The Telegraph - Calcutta (Kolkata) | Metro | Timeout

Recent measures of globalisation have allowed for an intensity of distribution, creating a shared database of ideas, images and location. Yet, they have also strengthened the flow and distribution of iconography from which has developed a visual vernacular and an international language with readings regulated by reference and ethics. Amrita Sher-Gill (1913-1941) was perhaps the first modern artist who employed cross-cultural references in her works. Besides Paris, the ongoing exhibition, brings together the work of 18 artists of Indian origin who currently live and work in Paris. It offers a chance to investigate the language they have developed, its metaphysical resolve and the intensity of the connection that stretches between France and India. It also marks a necessity to address art history and to examine the long and historical art relationships shared between Europe and India.
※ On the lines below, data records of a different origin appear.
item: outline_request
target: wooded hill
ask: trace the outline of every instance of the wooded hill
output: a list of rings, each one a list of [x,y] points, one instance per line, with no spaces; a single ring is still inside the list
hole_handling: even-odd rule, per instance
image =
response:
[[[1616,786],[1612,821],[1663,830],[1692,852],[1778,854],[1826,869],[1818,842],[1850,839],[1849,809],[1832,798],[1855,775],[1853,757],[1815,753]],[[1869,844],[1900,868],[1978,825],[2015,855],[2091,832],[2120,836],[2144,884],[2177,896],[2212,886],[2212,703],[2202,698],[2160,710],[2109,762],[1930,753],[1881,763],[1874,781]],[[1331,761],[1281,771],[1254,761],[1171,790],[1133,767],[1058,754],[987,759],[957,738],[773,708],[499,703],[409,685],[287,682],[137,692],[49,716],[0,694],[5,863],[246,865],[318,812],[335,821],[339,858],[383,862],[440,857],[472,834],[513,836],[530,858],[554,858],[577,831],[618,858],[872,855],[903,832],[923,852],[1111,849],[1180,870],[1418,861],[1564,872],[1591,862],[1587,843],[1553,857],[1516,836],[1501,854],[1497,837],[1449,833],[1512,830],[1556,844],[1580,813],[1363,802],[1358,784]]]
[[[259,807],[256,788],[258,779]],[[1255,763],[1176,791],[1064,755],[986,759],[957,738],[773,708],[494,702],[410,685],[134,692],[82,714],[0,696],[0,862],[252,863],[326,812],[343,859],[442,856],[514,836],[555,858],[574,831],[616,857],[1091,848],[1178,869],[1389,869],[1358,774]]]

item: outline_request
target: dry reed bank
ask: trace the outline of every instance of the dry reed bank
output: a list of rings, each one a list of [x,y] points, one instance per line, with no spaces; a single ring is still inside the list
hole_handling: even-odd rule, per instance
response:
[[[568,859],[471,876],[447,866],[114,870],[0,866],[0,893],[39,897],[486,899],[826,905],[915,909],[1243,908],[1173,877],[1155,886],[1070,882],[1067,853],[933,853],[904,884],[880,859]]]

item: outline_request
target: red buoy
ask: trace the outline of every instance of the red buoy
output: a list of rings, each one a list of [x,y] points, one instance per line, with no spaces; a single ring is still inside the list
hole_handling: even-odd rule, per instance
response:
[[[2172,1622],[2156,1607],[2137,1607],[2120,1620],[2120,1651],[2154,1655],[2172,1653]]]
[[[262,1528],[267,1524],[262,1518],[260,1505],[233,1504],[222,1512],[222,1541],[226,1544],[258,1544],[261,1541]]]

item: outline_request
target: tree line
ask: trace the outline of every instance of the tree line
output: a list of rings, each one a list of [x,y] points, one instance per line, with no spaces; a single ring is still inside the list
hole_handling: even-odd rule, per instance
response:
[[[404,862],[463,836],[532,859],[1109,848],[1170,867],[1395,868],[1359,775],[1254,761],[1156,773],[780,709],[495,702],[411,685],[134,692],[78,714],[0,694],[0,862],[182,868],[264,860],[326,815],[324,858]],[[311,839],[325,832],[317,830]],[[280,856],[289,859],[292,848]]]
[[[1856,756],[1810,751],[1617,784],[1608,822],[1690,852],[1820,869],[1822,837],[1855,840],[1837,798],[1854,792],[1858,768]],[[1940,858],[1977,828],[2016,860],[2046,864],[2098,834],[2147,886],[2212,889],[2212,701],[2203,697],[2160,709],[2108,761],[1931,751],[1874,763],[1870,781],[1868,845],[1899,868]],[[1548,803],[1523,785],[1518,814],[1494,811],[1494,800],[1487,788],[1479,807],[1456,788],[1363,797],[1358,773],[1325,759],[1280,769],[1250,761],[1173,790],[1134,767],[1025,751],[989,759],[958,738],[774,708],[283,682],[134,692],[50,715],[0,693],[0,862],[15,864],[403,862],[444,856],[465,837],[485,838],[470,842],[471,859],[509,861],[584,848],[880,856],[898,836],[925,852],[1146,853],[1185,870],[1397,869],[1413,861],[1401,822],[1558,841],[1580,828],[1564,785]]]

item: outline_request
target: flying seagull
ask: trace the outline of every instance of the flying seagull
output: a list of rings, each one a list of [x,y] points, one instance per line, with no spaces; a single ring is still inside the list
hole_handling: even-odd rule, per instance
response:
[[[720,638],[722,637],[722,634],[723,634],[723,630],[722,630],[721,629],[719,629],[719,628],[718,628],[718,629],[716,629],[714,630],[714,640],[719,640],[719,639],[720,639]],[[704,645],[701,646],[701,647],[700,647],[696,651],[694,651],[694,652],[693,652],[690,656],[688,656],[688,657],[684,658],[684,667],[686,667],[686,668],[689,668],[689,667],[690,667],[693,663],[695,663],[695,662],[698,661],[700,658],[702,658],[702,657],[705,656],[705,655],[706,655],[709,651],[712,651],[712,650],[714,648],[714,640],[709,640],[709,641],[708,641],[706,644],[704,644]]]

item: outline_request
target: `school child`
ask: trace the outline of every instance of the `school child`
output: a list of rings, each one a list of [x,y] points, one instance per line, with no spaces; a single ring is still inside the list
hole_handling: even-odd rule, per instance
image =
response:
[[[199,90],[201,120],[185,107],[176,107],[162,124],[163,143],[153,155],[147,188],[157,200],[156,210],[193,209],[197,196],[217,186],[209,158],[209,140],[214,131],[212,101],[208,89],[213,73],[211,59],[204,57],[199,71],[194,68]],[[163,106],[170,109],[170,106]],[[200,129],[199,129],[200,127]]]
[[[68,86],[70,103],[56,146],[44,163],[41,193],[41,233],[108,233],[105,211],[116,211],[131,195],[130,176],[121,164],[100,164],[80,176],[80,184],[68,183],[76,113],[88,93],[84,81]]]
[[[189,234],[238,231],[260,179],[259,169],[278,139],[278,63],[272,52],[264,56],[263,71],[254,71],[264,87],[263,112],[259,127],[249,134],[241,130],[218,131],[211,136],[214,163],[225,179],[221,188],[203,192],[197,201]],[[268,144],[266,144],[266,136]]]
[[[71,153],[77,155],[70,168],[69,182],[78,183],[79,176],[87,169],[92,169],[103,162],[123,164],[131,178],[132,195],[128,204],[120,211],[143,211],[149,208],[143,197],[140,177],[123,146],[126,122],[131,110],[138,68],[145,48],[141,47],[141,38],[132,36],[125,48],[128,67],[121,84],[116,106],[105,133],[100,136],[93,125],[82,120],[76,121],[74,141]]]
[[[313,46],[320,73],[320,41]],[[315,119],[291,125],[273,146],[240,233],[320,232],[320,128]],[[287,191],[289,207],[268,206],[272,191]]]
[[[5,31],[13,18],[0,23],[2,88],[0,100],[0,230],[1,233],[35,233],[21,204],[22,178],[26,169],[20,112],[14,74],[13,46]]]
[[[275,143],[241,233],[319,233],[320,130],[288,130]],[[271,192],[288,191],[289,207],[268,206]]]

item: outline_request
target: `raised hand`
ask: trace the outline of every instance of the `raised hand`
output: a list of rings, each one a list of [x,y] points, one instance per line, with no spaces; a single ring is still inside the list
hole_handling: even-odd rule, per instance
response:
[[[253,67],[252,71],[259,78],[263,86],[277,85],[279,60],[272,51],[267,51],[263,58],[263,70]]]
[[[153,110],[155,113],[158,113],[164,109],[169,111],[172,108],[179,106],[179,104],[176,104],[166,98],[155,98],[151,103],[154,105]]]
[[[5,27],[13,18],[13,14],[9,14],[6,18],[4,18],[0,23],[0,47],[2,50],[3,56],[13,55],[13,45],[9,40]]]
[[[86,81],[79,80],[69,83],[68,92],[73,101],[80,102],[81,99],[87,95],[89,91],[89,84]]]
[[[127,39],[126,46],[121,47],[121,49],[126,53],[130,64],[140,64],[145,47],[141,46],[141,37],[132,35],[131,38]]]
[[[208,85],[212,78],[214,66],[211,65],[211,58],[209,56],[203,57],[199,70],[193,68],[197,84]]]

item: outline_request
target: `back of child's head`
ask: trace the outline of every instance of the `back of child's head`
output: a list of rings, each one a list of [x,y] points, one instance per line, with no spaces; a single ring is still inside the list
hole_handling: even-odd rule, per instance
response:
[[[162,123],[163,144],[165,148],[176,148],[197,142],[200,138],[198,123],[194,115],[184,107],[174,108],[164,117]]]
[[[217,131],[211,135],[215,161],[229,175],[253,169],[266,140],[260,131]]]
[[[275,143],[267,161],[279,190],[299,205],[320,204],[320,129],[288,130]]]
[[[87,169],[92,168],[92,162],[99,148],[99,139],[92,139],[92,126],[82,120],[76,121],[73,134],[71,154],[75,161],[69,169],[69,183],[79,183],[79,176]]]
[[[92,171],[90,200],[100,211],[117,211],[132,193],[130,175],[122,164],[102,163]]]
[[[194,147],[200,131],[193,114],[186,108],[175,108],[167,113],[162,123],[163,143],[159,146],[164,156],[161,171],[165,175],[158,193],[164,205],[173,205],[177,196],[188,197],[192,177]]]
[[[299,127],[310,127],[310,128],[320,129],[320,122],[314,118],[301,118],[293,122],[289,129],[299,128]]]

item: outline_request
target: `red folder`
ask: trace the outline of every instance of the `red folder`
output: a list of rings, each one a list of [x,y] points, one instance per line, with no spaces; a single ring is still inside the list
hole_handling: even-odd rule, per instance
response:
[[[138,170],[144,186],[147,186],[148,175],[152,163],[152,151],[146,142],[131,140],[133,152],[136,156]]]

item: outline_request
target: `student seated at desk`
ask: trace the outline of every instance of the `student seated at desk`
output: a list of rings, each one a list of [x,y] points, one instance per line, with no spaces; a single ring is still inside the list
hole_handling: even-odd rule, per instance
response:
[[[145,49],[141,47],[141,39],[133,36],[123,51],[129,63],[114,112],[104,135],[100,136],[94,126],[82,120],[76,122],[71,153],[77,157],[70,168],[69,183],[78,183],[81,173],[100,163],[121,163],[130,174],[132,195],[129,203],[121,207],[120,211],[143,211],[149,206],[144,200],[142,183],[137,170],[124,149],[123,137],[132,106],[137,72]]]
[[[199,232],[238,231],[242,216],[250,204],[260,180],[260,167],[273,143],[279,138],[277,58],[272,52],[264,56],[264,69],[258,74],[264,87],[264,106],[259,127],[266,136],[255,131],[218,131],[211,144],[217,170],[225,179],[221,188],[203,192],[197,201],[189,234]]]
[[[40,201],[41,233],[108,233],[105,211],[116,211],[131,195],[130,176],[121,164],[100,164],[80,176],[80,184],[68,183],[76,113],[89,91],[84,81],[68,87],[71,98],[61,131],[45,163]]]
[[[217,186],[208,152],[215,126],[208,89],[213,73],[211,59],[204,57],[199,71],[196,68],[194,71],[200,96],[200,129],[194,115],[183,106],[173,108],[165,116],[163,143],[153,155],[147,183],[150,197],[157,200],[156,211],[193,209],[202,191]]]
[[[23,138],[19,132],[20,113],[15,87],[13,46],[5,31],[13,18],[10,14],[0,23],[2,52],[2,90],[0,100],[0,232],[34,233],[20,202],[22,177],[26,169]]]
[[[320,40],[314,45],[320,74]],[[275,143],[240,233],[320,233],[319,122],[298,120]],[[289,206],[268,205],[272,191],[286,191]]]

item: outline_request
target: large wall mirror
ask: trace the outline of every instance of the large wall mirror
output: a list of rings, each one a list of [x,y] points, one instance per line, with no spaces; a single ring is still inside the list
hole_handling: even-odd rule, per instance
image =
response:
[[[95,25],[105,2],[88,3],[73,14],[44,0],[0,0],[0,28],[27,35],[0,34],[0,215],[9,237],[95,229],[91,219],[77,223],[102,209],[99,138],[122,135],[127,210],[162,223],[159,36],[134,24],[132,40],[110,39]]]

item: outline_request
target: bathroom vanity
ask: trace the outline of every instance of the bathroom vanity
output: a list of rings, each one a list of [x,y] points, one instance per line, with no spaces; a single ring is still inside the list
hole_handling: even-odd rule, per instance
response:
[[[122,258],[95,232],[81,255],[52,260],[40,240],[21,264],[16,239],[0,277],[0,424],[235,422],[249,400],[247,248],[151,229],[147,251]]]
Sacred Modernities (Participants: Narayanan Akkitham, Sujata Bajaj, Anju Chaudhuri, Rajendra Dhawan, Lakshmi Dutt, Bhawani Katoch, S.H. Raza, Inderjeet Sahdev and Viswanandan Velu), the first section of the show, displays a range of making and mark-making that have restrained varieties and hues but are continual visitations to specific notations on abstract and symbolic forms that allude to various philosophical speculations. The works in Celestial Bodies (Participants: Sakti Burman, Maya Burman, Madhu Mangal Basu, Utpal Chakraborty, Debesh Goswami, Gadadhar Ojha, Sharmila Roy, Nitin Shroff and Jiwan Singh) display the development of a terse language that borrows and haunts the Indo-European traditions. Curator: Shaheen Merali.